Reconnaître l’art accompli de Tatev Baroyan, couronnée par le public et par le jury de la presse internationale (dont nous faisons partie). La soprano arménienne nage dans Puccini comme un poisson dans l’eau : douceur dans les attaques, timbre satiné, flexibilité de la ligne malgré les tensions de l’écriture, et juste graduation des émotions dans la conduite du récit. S’il faut des réserves – mais en faut-il ? –, s’interroger peut-être sur la personnalité de l’artiste, son aptitude à se démarquer pour entreprendre son ascension vers les sommets.
S’étonner de la maturité de Gosh Sargsya, basse arménienne de 28 ans, à laquelle seule fait défaut l’ampleur dans un « Ella giammai m’amo » transpercé de doutes et de souffrances. La voix semble d’abord claire, avant que l’interprète nous entraîne en dépit de sa jeunesse dans les tréfonds de l’âme du vieux roi. Alors le legato, la noblesse du tracé, les couleurs certes mais aussi la juste force expressive…
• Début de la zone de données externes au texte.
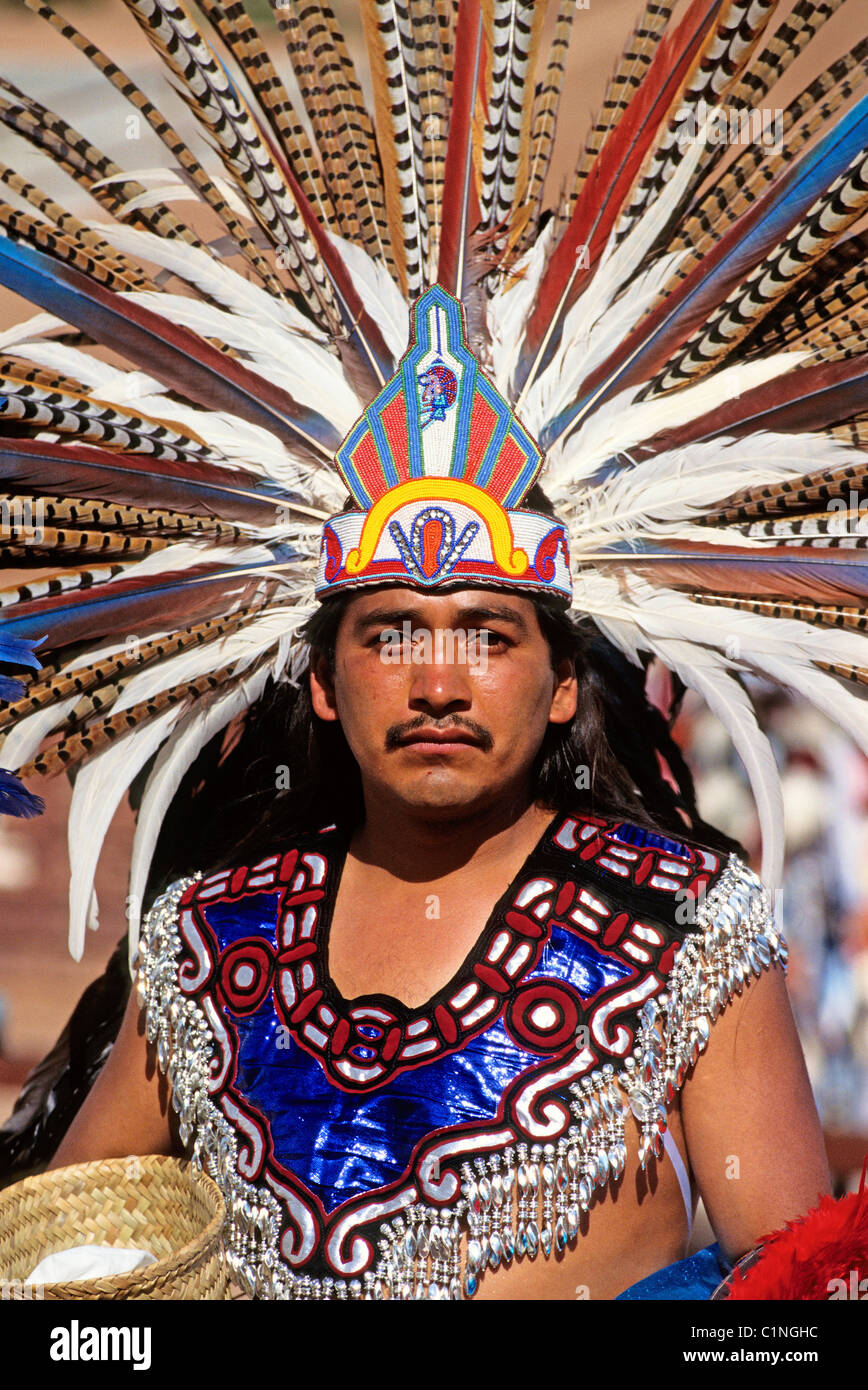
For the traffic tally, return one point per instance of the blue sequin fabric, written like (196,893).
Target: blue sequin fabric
(362,1141)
Valentina Pravdina © Janosch Abel
Atteindre l’extase belcantiste grâce à Valentina Pravdina. La prononciation française dans l’air de Louise constitue une marge indéniable de progrès rachetée par la fluidité du chant, la pureté d’émission, l’intention derrière chaque mot – la simplicité, la pudeur, le sourire, la joie … – et l’abondance d’effets réservés habituellement à un autre répertoire – à tort tant sont ici bienvenues les nuances tissées de notes filées, d’aigus immatériels, enflés ou diminués – et même une messa di voce à tomber en pâmoison. Un deuxième prix récompense la soprano russe (aux pieds de laquelle nous aurions déposé le premier).
Admirer enfin la manière dont Geon Kim, baryton sud-coréen à la carrière déjà amorcée, vient à bout de la longue scène de Posa, sans faillir, irréprochable – trop peut-être, mais le premier prix décerné par le jury est aussi motivé par les épreuves précédentes de cette 43e édition, auxquelles nous n’avons pas assisté*. D’où la question liminaire.
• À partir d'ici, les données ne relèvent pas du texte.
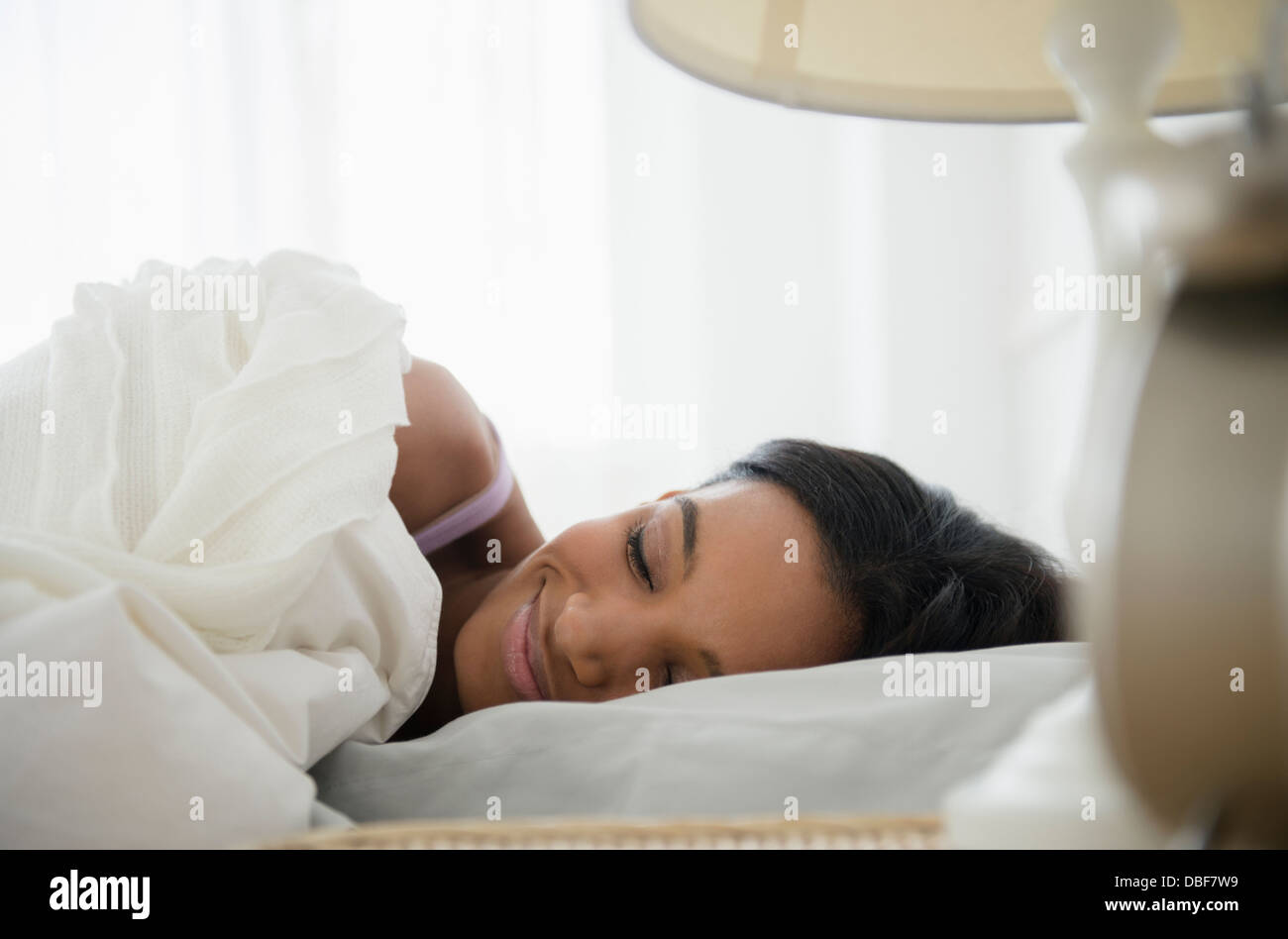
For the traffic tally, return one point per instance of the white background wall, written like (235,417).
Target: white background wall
(480,162)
Un dernier paragraphe pour applaudir le Berner Symphonieorchester, ensemble orchestral de luxe placé sous la direction d’Artem Lonhinov, toute dévouée aux chanteurs – et annoncer la prochaine édition de l’International Hans Gabor Belvedere Singing Compétition début juin 2026 à Jurmala (pour la quatrième fois dans l’histoire du concours).
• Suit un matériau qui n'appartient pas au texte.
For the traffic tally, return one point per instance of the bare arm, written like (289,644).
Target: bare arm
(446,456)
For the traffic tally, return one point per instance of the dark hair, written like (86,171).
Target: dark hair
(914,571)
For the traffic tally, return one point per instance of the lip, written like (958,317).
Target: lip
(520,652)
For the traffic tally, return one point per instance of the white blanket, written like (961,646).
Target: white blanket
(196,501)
> Voir le palmarès détaillé
* Coïncidence amusante : le lauréat de l’édition précédente du Belvedere à Jurmala, Jungrae Noah Kim, partageait non seulement le même nom que celui de cette année, mais aussi la voix de baryton, la nationalité sud-coréenne, et avait lui aussi remporté le premier prix avec la scène de Posa.